The Economist endorses John Kerry

The Economist, no left-wing vehicle, has endorsed John Kerry for president.

Among other things, the magazine notes:

"Today, Guantánamo Bay offers constant evidence of America's hypocrisy, evidence that is disturbing for those who sympathise with it, cause-affirming for those who hate it. This administration, which claims to be fighting for justice, the rule of law and liberty, is incarcerating hundreds of people, whether innocent or guilty, without trial or access to legal representation. The White House's proposed remedy, namely military tribunals, merely compounds the problem."

The Economist comes to this conclusion:

"Mr Bush's credibility has been considerably undermined not just by Guantánamo but also by two big things: by the sheer incompetence and hubristic thinking evident in the way in which his team set about the rebuilding of Iraq, once Saddam Hussein's regime had been toppled; and by the abuses at Abu Ghraib prison in Iraq, which strengthened the suspicion that the mistreatment or even torture of prisoners was being condoned...

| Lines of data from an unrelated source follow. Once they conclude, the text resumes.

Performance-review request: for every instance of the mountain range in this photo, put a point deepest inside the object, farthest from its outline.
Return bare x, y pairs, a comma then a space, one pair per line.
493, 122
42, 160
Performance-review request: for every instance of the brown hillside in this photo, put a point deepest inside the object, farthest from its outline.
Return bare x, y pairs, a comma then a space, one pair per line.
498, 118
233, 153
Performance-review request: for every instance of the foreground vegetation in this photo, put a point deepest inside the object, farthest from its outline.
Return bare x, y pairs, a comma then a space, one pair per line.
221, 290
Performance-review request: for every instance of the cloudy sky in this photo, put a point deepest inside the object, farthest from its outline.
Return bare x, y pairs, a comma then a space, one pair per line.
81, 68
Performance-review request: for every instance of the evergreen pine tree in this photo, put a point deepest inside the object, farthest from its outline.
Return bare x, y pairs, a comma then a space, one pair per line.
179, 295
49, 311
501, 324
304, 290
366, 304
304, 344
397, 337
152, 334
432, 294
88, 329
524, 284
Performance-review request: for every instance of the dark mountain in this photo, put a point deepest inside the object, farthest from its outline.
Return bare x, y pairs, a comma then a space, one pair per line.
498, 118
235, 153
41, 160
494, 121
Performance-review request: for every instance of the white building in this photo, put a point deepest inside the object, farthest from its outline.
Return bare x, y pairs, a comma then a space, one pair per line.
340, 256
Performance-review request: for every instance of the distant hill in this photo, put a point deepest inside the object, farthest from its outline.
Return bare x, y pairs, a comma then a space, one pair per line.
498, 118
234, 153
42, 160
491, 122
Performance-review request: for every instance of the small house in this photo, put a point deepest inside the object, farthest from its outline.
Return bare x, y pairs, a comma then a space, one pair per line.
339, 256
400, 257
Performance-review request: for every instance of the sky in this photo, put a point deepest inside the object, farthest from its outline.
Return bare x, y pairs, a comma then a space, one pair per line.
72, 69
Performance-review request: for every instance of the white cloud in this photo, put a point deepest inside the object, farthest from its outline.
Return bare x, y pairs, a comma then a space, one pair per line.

John Kerry says the war was a mistake, which is unfortunate if he is to be commander-in-chief of the soldiers charged with fighting it. But his plan for the next phase in Iraq is identical to Mr Bush's, which speaks well of his judgment. He has been forthright about the need to win in Iraq, rather than simply to get out, and will stand a chance of making a fresh start in the Israel-Palestine conflict and (though with even greater difficulty) with Iran. After three necessarily tumultuous and transformative years, this is a time for consolidation, for discipline and for repairing America's moral and practical authority. Furthermore, as Mr Bush has often said, there is a need in life for accountability. He has refused to impose it himself, and so voters should, in our view, impose it on him, given a viable alternative. John Kerry, for all the doubts about him, would be in a better position to carry on with America's great tasks."